Tiny homes, big ideas, a scarcity of information
Portland's plan to build tiny one- or two-room houses on publicly owned land to accommodate homeless and low-income people has enormous surface appeal: Who would argue that a roof overhead isn't better than a tent or, worse, a highway overpass?
For the homeless person, dignity is at stake, not to mention the possibility of rebuilding a life requiring it and the fitness to find work. For those with very low incomes and priced out of an expensive rental market, stability and a place to call home are required to plan and to prosper.

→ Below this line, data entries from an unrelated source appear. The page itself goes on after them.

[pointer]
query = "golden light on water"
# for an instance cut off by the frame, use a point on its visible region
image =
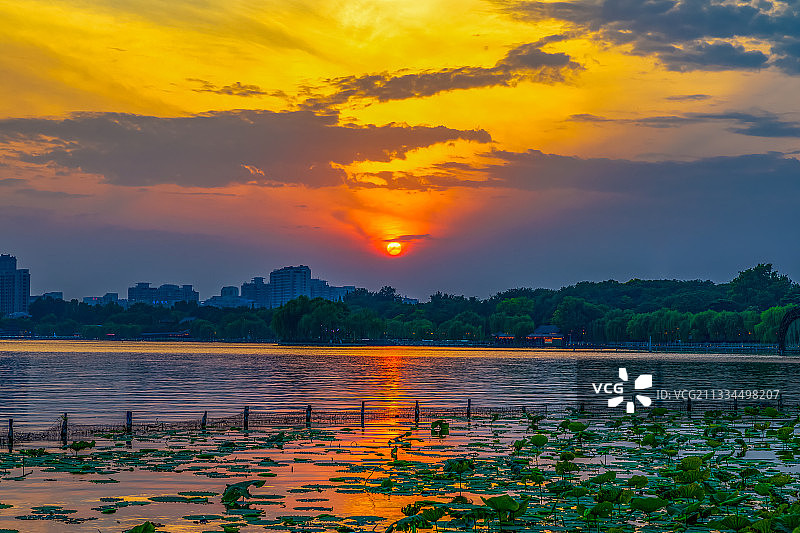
(394, 248)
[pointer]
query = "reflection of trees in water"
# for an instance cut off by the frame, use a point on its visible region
(15, 378)
(793, 335)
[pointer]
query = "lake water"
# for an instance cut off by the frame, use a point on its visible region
(96, 382)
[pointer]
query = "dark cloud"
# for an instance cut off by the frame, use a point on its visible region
(523, 63)
(685, 35)
(234, 89)
(761, 124)
(410, 238)
(713, 56)
(537, 171)
(674, 181)
(215, 149)
(39, 193)
(689, 97)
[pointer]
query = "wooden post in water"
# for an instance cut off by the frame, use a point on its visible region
(64, 430)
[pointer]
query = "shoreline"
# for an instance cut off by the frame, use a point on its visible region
(720, 348)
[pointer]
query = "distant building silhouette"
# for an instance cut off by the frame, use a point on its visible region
(109, 297)
(15, 286)
(288, 283)
(166, 295)
(54, 295)
(321, 289)
(229, 297)
(257, 292)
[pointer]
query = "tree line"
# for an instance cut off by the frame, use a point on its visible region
(747, 309)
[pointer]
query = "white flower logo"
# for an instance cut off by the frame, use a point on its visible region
(644, 381)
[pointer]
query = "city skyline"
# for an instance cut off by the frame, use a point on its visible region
(498, 143)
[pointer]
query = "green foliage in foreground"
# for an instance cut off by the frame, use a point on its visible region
(658, 471)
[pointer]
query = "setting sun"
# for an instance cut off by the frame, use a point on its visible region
(394, 248)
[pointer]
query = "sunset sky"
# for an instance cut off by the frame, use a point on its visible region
(502, 143)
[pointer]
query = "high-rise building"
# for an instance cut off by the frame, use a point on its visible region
(288, 283)
(166, 295)
(15, 286)
(321, 289)
(257, 292)
(108, 298)
(229, 297)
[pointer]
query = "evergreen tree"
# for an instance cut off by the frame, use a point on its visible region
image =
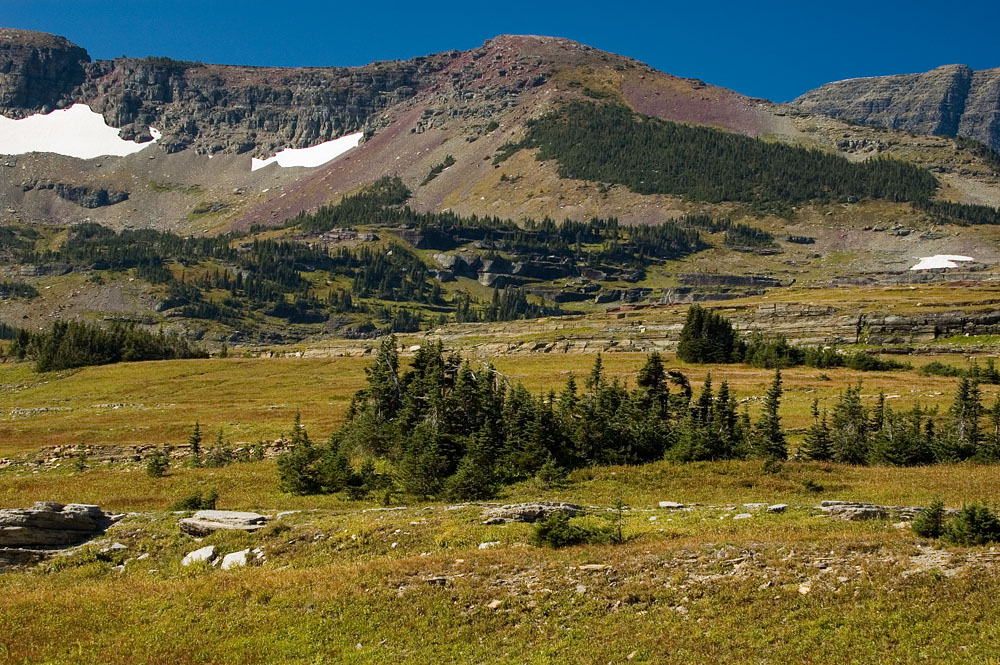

But those attributes are gauzy log lines to a stage play without structure. Portland Mayor Charlie Hales' top policy adviser, Josh Alpert, in assuring Portlanders that heated, plumbed micro-homes would be coming to town, said Hales was "infatuated" with the idea and issued the admonishment, "Let's figure it out," The Oregonian's Andrew Theen reported.
Yes: Let's do that. Better yet: Let's figure it out before committing to it.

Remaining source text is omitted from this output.